Weird Floating Islands”

Whether detached or determined to claim their own careers, all of these artists are vicariously linked to each other as pop music progeny. When asked if he paid attention to other celebrity sons and daughters of pop music, Sean Lennon replied , “From afar. . . . In a way we feel like these weird floating islands” (Fricke 1998:128).

 

It’s difficult to speculate if, and how, individually and collectively, these second generation “weird floating islands” will impact popular music. More than likely, most of their career courses will parallel a proportional number of performers without parental precursors. Some careers will sustain, from mainstream to fringe, with a few fortunate sons or daughters perhaps surpassing their parents’ achievements. There will likely be some one hit wonders among the group. Others may survive for a few records before being replaced by the next trend in the music market. A number of discs, no doubt, will be destined for the discount bins, followed by the formulaic fade, or possible career reinvention within or outside music.

 

No matter the career arc, the recognizable family names will likely linger as bio-byte inscriptions in the rock and roll registry. They will surface and be cited as both familiar and obscure entries from collections and archives to a branch on the “Family Tree” trivia list on some web-site or in a book, to categories and questions on Rock and Roll Jeopardy or as the sensationalist subject of a VH-1 rockumentary.

 

For those whose careers continue, critics and curious alike will listen closely for allusions to legacy and lineage in lyrics.
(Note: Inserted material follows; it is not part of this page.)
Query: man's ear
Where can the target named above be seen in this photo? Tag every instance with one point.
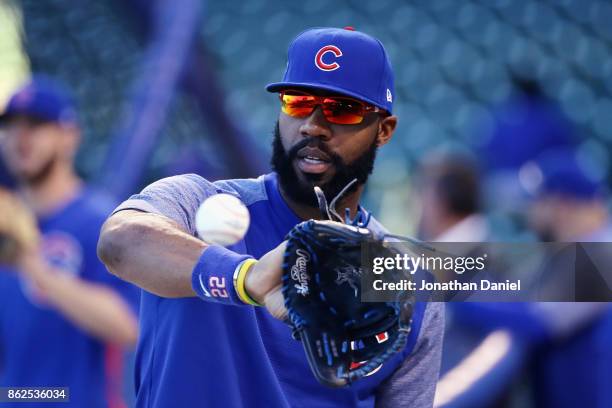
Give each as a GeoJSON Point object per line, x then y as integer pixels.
{"type": "Point", "coordinates": [385, 130]}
Dylanologists will wonder if Jakob’s Wallflower tune “I’ve Been Delivered” is a nod to his father’s Basement Tape hymn “Nothing Was Delivered;” or if the lines “You won’t ever amount to much/How could you think you could be enough?” from “Hand Me Down” are personal. What biographical bits might be deciphered in “Amity,” Carly Simon’s duet with daughter Sally Taylor on the film soundtrack to Anywhere But Here, the adaptation of Mona Simpson’s novel about a mother and daughter who leave Wisconsin for Hollywood?

 

Perhaps some imaginative promoter will recognize the unique opportunity to organize a corporate sponsored Lilith Fair /Lollapallooza-like festival uniting these musical sons and daughters with their mothers and fathers on stage. Call the gathering Rock of Ages, We Are Family or Chips Off the Old Rocks. The concept could be further franchised into a Time-Life-like mutli-disc collection of recordings packaged as a Baby Boom Box Set. The possibility of such a spectacle may not be so implausible when considering the groundswell of hype surrounding the boxing bout between Laila Ali and Jacqui Frazier in June 2001, three decades after their fathers, Mohammed Ali and Joe Frazier, met in their storied heavyweight championship fights.

 

George Plasketes

Department of Communication

Auburn University

Auburn, Alabama

 

 

Works Cited

Cash, Roseanne. “Songs My Daddy Sang Me.” Joe Magazine. Number 3. 1999. Rpt. as “The Ties That Bind,” in Peter Guralnick and Douglas Wolk, eds., Best Music Writing 2000.      Cambridge, MA: Da Capo Press 2000: 7-13.

Feature Story. “New Frontier: Dave Matthews Band Teams Up with Super-producer Glen Ballard.” Ice 166 (Jan. 2001): 6-7.

Fricke, David. “The Rolling Stone Interview.” Rolling Stone. 11 June 1998: 38-42, 128.

———. “The Confessions of Jakob Dylan: A Wallflower’s Coming Out.” Rolling Stone. 26 October 2000: 45, 48, 126.

Hamilton, Doug. “With Famous Roots, Wainwright Finds Own Wings.” Atlanta Journal Constitution 7 Aug. 1998:P3.

Hiatt, John. “Your Dad Did.” Bring the Family. A&M, 1987.

Jennings, Nicholas. “Chips Off the Old Rock.” Maclean’s 8 June 1998: 54-55.

Kaufman, Jason. “In the Studio with Sean Lennon.” US June 1998:31.

“Offspring: Rolling Stone Spring Style.” Fashion by Patti O’Brien; Photographs by Robert Maxwell. Rolling Stone 16 Apr. 1998: 58-66.

Simon, Paul. “Boy in the Bubble” Graceland. Warner Bros, 1986.

Smith, R.J. “Drama King” Spin Mar. 1998: 39.

Wilkinson, Alec. “Who Put the Honky Tonk in ‘Honky Tonk Woman’?” Esquire June 1999:101-105, 144. Rept. in Peter Guralnick and Douglas Wolk, eds., Best Music Writing 2000. Cambridge, MA: De Capo Press 2000: 377-390.

Zimmer David. Crosby, Stills and Nash: The Biography. Cambridge, MA: DaCapo 2000.